Serge felt the water around his legs grow warm. “Damn it, Coleman! Not in the pool! And not right before my big swim!”

“At least you’re wearing goggles.”

“You always do this.”

“I do not.”

“Coleman, one time you even did a number two.” “That was in the ocean.”

“We’re not finished discussing this.” Serge took a deep breath and dove into the water. His lack of properly coached, hydrodrag mechanics was compensated for by manic, wild-man splashing. He reached the end of the short pool in seconds, executing an Olympic flip-kick against the wall. He splashed a few more seconds and flipped at the other wall. Then another lap, and another. Coleman covered his beer each time Serge thrashed by. Story shook her head.

He continued for a solid, twenty-minute calorie burn, then popped up in the shallow end and whipped off his goggles. “Just as I thought! Come on, Coleman, we have to get back to the room and alert Wall Street. Story?”

“I have more studying.”

The guys took off. She exhaled a breath of relief and uncapped a yellow highlighter. “Finally …”

The hot Florida sun tacked across a clear azure sky until afternoon clouds rolled in from the peninsula. Story looked up and checked her watch. “Wow, four already?”

She gathered belongings, strolled back to the room and opened the door to horrible screams.

“What the hell’s going on in here?”

Serge was doubled up on the bed as Coleman applied a wet washcloth to his forehead.

“… Cramps! Bad! Ooooooo! …”

“You idiot.”

Serge writhed and moaned in agony. He finally managed to lift his chin. “Coleman …”

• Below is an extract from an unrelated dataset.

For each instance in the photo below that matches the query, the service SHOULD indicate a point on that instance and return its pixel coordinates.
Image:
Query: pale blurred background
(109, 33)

Coleman cradled his head. “What is it, buddy?”

“Can you leave Story and me alone for a half hour. We’re going to have sex.”

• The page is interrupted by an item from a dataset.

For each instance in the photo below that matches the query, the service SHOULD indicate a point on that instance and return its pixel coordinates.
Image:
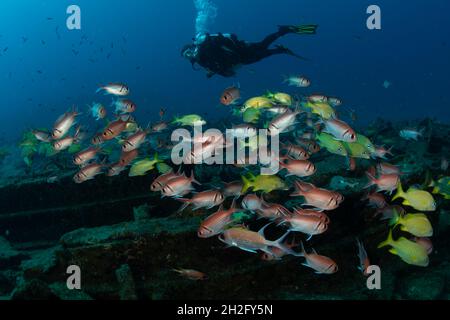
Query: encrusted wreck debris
(127, 240)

“What!” said Story. “Have you lost your fucking mind?”

“But last night… Don’t you like me anymore?”

“You have cramps!”

Serge shook his head. “The key to life is pushing on through cramps. I do it all the time when field-testing how long you can keep convenience store sandwiches on the road without refrigeration. General rule of thumb, two days, except tuna fish, which is one with absolutely no wiggle room. Oooooooooo! God it hurts! Ahhhhh!… You may be right. Just give me a blow job.”

“That’s it. I’m going for a walk.” She changed out of her wet suit in record time. The door slammed.

“What a bitch,” said Coleman.

“She’s not a bitch,” said Serge. “Women can’t help their mood swings. Try to be more sensitive like me.”